• Kyodo, Jiji


A total of 28 prefectures and large cities in Japan are either planning or considering setting up large-scale coronavirus vaccination sites to expedite the inoculations of older people, according to a Kyodo News survey.

About 90% of those local governments will use the vaccine developed by Moderna Inc. of the United States and approved by the health ministry on Friday.

Miyagi, Gunma, and Aichi prefectures will open their venues on Monday, followed by the city of Kobe on Tuesday, according to the survey conducted on 47 prefectural and 20 municipal governments from Tuesday to Friday.

The central government will begin vaccinations at state-run mass vaccination sites in Tokyo and Osaka on Monday as it aims to complete the vaccinations of older people by the end of July.

Japan’s vaccination program lags behind other developed countries. Since its launch in February, beginning with health care workers and later expanding to people aged 65 or older, only around 4% of the country’s population of 126 million has received at least one dose.

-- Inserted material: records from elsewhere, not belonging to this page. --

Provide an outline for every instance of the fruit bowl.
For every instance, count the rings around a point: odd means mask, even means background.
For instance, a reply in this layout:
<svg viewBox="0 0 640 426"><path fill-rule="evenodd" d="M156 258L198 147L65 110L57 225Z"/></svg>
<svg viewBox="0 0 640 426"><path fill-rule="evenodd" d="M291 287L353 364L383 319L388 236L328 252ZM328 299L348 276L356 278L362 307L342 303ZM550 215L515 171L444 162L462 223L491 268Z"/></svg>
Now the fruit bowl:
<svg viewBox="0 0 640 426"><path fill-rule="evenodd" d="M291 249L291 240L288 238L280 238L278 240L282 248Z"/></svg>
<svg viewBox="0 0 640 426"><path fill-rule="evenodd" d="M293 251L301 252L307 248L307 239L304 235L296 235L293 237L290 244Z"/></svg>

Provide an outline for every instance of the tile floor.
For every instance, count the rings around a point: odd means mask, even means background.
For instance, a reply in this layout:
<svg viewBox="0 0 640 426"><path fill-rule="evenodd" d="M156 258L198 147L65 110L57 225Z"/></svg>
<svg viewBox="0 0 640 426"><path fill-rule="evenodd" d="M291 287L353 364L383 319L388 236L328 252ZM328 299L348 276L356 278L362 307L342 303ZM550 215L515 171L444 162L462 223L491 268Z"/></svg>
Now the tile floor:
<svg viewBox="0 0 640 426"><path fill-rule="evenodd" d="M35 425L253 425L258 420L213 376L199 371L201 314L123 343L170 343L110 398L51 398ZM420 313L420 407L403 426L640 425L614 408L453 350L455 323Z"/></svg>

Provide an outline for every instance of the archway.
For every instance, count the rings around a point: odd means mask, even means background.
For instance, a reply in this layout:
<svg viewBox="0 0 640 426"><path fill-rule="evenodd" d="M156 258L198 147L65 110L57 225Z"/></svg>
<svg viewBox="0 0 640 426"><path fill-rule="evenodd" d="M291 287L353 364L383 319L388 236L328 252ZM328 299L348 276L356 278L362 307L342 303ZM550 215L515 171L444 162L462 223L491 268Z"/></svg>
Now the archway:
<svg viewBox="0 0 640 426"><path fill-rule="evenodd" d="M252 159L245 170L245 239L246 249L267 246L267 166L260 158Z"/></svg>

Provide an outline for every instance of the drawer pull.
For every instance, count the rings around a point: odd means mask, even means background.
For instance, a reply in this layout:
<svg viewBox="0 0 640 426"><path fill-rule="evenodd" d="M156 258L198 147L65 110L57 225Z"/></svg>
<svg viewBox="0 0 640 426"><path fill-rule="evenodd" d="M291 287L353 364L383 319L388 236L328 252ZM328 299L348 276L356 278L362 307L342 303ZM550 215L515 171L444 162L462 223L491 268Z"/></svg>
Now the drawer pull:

The city of Osaka is aiming to vaccinate around 3,500 people per day at its planned mass vaccination center, the highest target among the 28 local governments.

Prime Minister Yoshihide Suga has vowed to ramp up vaccinations to 1 million shots a day in the country.

However, a number of local governments face challenges in securing enough doctors and nurses to administer the shots due to limited medical resources, among other reasons. It is unclear whether inoculations at those sites will proceed smoothly.

Notable challenges mentioned in the survey included “securing doctors and other personnel,” “appointment systems without causing confusion,” and the “handling of cancellations on the day of vaccinations.”

Taro Kono, the minister in charge of the nation’s vaccine rollout, has called on local governments across the country to set up mass inoculation venues.

He also called for the flexible use of leftover vaccines, including by giving them to citizens without vaccination tickets.

Kono said some municipalities have a “wrong” understanding that people without vaccination tickets cannot be inoculated.

Some heads of local government have been criticized for taking leftover vaccines that were made available due to cancellations.

“I want (the municipalities) to use the vaccines efficiently and not to throw them away over fears of criticism,” Kono said. “I’ll take responsibility for any criticism that may arise.”